The OpenXC Platform was developed by Ford with Bug Labs, but making creative use of its output was up to the hackers.
Imagine a display installed in your car that tells you exactly how much it's worth, based on every action you've ever taken at the wheel.
Take, for example, the "Taxi Meter" devised by Steven Kryskalla and David Harris, whose early code is already accessible at "Github". The app, working on data generated by the car, will tell the driver exactly how much he or she is costing themselves with any given trip.
"There's the cost of fuel, but this also takes into account insurance costs, maintenance, and depreciation," said Harris, a science journalist at the National Academy of Sciences. Driver data offers information on car usage--fast drivers burn more rubber as well as gas--that will make it easier to calculate the long-term costs.
Another team worked on an app that would detect a certain driving pattern "to unlock a locked box carried in the vehicle."
Generating artwork from raw data was a popular theme, too, with at least two efforts searching for beauty in the bytes.
"We're thinking of integrating the data to create paintings in some way," said James Todd, who, with his daughter Sylvia, created the amazing WaterColorBot.
WaterColorBot takes a digital artist's on-screen work and sets it to canvas using real brushes and paint. But it could be keyed to any input--including driving data--once it has been parsed into pixels.
"We're thinking of basing color on engine power output, but the idea could change completely over the new few hours," Todd said. "It's completely up to our imagination."
Meanwhile, Tom Zimmerman worked on making music from the driving data, inspired by Kratwerk's Autobahn to create a machine-made "soundtrack to the way you drive."
The 31 driving variables exposed by the car can be interpreted as instruments in a musical score, he said.

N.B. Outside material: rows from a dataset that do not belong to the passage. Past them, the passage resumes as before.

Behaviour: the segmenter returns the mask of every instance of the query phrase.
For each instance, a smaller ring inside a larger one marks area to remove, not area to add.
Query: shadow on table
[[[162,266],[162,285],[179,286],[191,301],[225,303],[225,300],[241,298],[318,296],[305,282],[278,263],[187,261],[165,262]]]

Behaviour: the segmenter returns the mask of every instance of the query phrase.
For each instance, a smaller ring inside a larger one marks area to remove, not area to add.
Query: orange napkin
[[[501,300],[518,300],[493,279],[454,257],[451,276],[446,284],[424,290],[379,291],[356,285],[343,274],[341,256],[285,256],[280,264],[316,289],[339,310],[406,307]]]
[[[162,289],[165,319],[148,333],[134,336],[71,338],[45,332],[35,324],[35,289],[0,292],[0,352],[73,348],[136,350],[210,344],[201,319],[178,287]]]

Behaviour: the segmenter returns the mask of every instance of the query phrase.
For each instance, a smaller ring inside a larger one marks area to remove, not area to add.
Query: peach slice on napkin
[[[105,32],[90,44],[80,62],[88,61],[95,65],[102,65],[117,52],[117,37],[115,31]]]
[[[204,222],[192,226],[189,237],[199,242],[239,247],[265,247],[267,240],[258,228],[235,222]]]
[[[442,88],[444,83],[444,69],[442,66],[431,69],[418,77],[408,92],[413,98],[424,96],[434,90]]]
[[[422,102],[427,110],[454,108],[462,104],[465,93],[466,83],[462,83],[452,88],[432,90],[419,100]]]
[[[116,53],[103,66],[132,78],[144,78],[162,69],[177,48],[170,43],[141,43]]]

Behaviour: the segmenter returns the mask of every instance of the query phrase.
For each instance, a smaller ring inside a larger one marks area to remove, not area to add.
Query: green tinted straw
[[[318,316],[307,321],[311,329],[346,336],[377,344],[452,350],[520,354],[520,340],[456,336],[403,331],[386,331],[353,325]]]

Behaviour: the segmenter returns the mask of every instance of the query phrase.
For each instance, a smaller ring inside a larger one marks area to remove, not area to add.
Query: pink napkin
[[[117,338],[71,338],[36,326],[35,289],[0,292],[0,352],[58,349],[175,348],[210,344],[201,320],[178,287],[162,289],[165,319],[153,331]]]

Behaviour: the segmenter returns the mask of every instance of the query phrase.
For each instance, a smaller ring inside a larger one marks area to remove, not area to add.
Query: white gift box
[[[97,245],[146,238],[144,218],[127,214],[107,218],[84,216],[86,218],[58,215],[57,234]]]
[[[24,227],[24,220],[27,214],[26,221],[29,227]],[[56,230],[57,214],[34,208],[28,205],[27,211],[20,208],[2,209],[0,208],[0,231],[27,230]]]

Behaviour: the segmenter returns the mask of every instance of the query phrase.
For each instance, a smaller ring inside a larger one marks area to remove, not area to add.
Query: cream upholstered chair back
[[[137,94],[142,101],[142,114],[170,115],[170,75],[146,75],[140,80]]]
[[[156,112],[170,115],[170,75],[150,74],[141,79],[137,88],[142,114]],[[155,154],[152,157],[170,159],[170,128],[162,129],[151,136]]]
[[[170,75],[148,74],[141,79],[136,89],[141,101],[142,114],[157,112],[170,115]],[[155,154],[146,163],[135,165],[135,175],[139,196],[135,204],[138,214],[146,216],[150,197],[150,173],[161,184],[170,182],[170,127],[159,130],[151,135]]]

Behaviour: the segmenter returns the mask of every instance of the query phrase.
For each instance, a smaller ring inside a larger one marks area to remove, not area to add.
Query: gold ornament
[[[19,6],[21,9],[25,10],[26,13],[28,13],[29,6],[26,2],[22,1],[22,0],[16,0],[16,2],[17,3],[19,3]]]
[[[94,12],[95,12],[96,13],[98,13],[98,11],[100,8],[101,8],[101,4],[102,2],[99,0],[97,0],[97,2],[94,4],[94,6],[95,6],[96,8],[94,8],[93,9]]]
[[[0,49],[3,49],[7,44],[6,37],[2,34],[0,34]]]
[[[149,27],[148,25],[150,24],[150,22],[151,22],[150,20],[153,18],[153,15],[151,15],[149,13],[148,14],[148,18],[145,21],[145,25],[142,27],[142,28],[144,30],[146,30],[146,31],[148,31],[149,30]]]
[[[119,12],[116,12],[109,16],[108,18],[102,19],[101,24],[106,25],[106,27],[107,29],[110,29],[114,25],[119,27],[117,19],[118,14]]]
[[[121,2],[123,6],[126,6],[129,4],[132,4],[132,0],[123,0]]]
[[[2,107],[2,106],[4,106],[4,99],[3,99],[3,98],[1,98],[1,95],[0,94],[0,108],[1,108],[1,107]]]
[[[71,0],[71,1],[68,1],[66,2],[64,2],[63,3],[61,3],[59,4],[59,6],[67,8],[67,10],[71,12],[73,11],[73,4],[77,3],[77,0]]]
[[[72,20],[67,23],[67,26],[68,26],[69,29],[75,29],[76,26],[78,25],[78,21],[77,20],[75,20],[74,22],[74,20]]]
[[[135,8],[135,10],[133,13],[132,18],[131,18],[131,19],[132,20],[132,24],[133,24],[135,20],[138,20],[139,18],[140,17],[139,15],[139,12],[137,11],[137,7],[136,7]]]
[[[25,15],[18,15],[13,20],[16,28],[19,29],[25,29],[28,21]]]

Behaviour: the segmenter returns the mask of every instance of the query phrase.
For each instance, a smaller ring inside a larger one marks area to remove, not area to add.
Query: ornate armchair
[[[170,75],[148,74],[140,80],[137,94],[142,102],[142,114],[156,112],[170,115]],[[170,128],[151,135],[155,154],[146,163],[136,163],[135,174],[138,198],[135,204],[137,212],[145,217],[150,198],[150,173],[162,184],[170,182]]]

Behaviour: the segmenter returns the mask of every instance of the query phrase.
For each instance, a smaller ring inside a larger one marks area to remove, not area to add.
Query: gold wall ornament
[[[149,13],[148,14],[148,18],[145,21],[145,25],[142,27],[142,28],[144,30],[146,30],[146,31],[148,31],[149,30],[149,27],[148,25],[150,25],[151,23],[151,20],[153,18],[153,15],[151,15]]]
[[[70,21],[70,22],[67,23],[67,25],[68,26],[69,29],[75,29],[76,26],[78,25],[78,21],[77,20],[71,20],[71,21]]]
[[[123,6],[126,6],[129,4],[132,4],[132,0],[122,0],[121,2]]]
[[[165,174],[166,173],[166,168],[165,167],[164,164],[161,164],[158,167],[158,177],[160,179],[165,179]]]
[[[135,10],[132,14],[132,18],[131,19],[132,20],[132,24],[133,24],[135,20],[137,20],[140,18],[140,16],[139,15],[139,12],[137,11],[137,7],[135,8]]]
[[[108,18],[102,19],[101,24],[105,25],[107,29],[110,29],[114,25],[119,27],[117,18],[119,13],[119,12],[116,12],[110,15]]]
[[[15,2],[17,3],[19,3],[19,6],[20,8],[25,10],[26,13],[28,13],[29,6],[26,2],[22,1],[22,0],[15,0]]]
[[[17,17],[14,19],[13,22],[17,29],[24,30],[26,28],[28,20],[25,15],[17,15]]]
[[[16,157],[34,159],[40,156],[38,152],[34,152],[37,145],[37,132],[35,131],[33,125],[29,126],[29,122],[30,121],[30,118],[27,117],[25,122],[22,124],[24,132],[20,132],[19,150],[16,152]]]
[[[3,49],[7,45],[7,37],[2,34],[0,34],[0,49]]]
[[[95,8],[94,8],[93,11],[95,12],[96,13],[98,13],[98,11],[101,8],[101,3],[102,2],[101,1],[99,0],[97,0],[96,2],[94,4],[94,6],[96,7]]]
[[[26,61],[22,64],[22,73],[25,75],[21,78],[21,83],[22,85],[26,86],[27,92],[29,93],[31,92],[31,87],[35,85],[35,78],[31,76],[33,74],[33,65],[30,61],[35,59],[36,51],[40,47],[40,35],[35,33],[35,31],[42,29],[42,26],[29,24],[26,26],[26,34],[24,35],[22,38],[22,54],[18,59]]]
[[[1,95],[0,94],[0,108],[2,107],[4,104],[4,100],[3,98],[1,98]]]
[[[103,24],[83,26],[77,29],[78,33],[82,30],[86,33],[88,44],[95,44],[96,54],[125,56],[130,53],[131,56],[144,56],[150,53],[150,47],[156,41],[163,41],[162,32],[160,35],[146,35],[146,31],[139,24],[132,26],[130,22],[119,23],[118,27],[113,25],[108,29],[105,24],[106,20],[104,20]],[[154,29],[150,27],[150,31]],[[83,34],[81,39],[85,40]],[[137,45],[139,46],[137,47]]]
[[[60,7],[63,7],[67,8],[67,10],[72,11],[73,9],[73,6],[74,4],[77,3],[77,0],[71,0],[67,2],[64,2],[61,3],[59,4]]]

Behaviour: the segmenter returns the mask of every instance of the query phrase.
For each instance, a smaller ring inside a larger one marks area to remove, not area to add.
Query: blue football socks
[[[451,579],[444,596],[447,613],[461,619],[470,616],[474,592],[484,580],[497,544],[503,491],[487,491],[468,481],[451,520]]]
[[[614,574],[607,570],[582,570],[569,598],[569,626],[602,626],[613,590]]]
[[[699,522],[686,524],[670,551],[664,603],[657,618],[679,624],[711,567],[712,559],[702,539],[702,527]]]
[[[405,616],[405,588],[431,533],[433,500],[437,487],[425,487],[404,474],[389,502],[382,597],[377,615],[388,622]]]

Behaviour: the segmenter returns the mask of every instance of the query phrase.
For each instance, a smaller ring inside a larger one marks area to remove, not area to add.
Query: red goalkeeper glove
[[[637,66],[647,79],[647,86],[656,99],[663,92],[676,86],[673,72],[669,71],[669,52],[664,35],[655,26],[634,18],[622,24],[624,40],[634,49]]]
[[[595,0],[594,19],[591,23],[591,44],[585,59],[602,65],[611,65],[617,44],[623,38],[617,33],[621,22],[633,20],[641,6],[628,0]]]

Converted to MIDI, the dataset represents both car and driver—and can be played as notes.
"What's cool about it is that different aspects of driving tend to occur in concert," said Zimmerman. "Acceleration and speed, for example, could act like different parts of a string section."
A musical piece representing the day's driving could be sent as an MP3 to the driver, or the app could play live at the wheel—though Zimmerman said that it might be a bad idea to encourage people to drive a certain way to get certain musical results.
Hardware hacker Matt Biddulph and software engineer Chris Martin worked on making a programmable remote-control car that retraced the real thing's steps.
"We're going to take the data and wite an arduino app that calls back the course driven and plays back the drive using a remote control car," said Martin. "In a couple of drives, you could teach it how to get your donuts for you."
Frivolous as it may be, the implications of route-matching and retracing become clear when you imagine the near-future of autonomous vehicles.
Al Linke's concept was simple: a rear-car LED display that offered more information than a brake light. Within an hour of the hack day's commencement, he had a prototype that showed not just when the driver was braking or accellerating, but also how far down his foot was on the pedal.